Kommentar
09:37 Uhr, 27.09.2011

EU-Kommission plant Zwangsenteignungen

Kreditinstitute nehmen im real existierenden kapitalistischen Wirtschaftssystem nicht nur eine sehr wichtige, sondern auch eine außerordentliche Rolle ein. Sie haben, aufbauend auf dem primären Geldschöpfungsmonopol der Zentralbanken, sozusagen das sekundäre Exklusivrecht, neues Geld per Kredit zu erzeugen. Die so erzeugte Liquidität macht das Gros der gesamten zirkulierenden Geldmenge aus. Die Banken sind somit der Dreh-und Angelpunkt der Wirtschaft.

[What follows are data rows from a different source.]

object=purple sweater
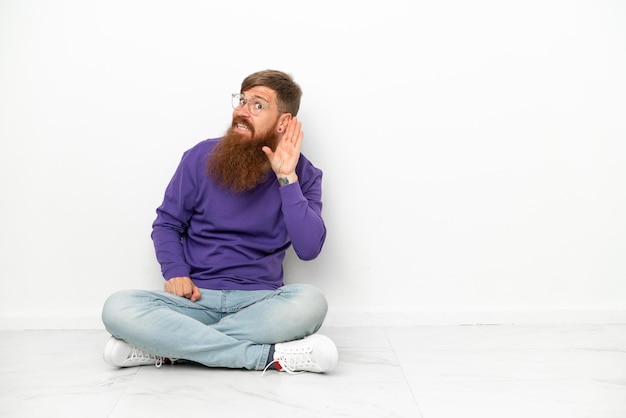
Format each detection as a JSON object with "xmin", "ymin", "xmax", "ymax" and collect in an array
[{"xmin": 151, "ymin": 138, "xmax": 326, "ymax": 290}]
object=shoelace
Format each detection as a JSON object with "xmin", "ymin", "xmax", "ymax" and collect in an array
[
  {"xmin": 260, "ymin": 359, "xmax": 282, "ymax": 377},
  {"xmin": 129, "ymin": 347, "xmax": 166, "ymax": 368},
  {"xmin": 259, "ymin": 349, "xmax": 316, "ymax": 377},
  {"xmin": 278, "ymin": 351, "xmax": 315, "ymax": 373}
]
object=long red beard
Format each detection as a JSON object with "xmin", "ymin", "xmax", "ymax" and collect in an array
[{"xmin": 206, "ymin": 120, "xmax": 279, "ymax": 193}]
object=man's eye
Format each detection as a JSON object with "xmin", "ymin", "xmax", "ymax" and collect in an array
[{"xmin": 253, "ymin": 101, "xmax": 264, "ymax": 111}]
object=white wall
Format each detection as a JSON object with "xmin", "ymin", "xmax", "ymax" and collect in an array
[{"xmin": 1, "ymin": 0, "xmax": 624, "ymax": 329}]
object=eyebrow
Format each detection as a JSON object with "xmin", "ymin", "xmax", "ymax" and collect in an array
[{"xmin": 243, "ymin": 93, "xmax": 270, "ymax": 104}]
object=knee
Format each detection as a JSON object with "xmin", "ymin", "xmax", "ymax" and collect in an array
[
  {"xmin": 304, "ymin": 284, "xmax": 329, "ymax": 318},
  {"xmin": 101, "ymin": 289, "xmax": 139, "ymax": 334},
  {"xmin": 284, "ymin": 284, "xmax": 329, "ymax": 326}
]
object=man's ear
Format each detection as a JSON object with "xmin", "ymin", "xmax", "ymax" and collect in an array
[{"xmin": 278, "ymin": 114, "xmax": 292, "ymax": 133}]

Aufgrund dieser Tatsachen ist oft argumentiert worden, dass man Kreditinstitute und „normale“ Unternehmen nicht identisch behandeln kann. Eine Folge ist z.B. eine durchaus strenge Regulierung, die mit einem erheblichen Verwaltungsaufwand verbunden ist. Eine weitere Folge ist, dass berechtigte Sorgen bestehen, Pleiten größerer Banken könnten ganze Wirtschaftssysteme in den Abgrund ziehen. Stichwort: Too big to fail.

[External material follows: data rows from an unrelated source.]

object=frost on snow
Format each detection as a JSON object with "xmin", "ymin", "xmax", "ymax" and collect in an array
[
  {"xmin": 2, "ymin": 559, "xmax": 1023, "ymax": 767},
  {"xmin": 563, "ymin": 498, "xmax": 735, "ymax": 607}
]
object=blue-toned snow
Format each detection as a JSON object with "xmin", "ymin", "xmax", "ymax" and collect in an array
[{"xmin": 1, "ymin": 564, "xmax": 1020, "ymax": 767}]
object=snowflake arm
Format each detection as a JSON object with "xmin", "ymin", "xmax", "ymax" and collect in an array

Nach der Finanzkrise 2008 war viel darüber diskutiert worden, welch immenser Reformbedarf besteht. Nicht nur hinsichtlich der Risikoreduktion innerhalb der Banken, sondern auch was die Boniregelungen angeht. Das System lud und lädt dazu ein, hohe Risiken einzugehen, wobei im positiven Fall der Gewinn bei Managern und Aktionären landet und im negativen bei den Steuerzahlern oder anderen „Rettern“.

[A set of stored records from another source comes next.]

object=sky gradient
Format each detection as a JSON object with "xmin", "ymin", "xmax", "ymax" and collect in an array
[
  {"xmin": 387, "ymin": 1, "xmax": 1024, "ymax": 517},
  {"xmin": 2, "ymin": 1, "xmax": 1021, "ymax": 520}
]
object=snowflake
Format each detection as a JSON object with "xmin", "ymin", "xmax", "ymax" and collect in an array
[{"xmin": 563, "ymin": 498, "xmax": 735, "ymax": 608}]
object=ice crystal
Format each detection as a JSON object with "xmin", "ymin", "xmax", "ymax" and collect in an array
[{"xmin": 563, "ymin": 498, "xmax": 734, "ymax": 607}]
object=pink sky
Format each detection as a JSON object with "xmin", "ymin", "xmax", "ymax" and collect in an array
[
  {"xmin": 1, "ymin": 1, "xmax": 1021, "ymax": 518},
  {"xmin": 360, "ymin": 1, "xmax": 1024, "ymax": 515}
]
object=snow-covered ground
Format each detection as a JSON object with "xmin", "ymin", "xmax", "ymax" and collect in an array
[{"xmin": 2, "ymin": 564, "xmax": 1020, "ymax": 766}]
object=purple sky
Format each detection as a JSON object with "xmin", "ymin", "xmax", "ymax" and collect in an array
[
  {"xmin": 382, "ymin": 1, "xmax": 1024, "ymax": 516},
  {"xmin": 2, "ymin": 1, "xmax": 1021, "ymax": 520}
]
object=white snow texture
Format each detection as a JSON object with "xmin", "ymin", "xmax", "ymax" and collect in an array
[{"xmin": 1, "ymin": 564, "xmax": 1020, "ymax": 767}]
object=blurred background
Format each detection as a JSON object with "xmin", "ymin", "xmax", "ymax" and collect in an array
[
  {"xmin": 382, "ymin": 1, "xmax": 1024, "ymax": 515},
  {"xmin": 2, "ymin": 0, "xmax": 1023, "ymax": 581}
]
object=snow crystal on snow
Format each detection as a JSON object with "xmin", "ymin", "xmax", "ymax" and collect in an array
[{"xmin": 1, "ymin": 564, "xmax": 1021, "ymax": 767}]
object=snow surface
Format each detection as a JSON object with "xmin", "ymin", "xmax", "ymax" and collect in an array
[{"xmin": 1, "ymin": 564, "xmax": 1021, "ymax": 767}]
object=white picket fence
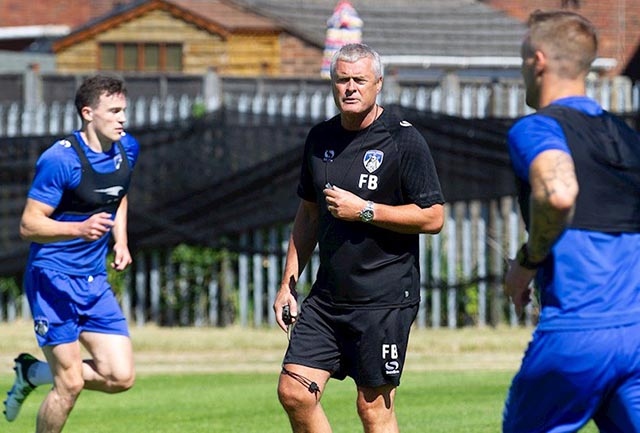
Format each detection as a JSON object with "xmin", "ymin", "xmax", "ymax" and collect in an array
[
  {"xmin": 0, "ymin": 196, "xmax": 532, "ymax": 329},
  {"xmin": 226, "ymin": 74, "xmax": 639, "ymax": 120},
  {"xmin": 122, "ymin": 197, "xmax": 532, "ymax": 329},
  {"xmin": 0, "ymin": 94, "xmax": 200, "ymax": 137},
  {"xmin": 1, "ymin": 75, "xmax": 638, "ymax": 328},
  {"xmin": 1, "ymin": 75, "xmax": 638, "ymax": 137}
]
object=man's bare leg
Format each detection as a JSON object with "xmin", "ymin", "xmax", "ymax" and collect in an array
[
  {"xmin": 357, "ymin": 384, "xmax": 399, "ymax": 433},
  {"xmin": 36, "ymin": 333, "xmax": 134, "ymax": 433},
  {"xmin": 278, "ymin": 364, "xmax": 332, "ymax": 433}
]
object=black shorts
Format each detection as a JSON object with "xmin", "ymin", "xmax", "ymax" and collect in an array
[{"xmin": 283, "ymin": 295, "xmax": 418, "ymax": 388}]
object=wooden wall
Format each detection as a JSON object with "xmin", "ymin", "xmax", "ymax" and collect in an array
[
  {"xmin": 227, "ymin": 33, "xmax": 280, "ymax": 76},
  {"xmin": 55, "ymin": 9, "xmax": 323, "ymax": 77}
]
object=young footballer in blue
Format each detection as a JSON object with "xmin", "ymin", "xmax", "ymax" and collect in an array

Damit ist nach dem Willen der EU-Kommission bald Schluss. Aktionäre und Gläubiger müssten „einen angemessenen Anteil der Verluste“ tragen, wenn ein Geldinstitut in Schwierigkeiten gerate, heißt es in einem EU-Richtlinienentwurf zum "Krisenmanagement" der Banken. Dies kann im Extremfall bis zur Enteignung führen. Auch das Management soll durch eine Gesetzesänderung in einem solchen Fall entmachtet werden können. Letztlich wird die entscheidende Frage sein, wie man „Schwierigkeiten“ künftig definiert. Die BaFin kann Stand heute bei Insolvenzgefahr jederzeit einschreiten und die Kontrolle übernehmen, man wird also schon wesentlich früher ansetzen wollen.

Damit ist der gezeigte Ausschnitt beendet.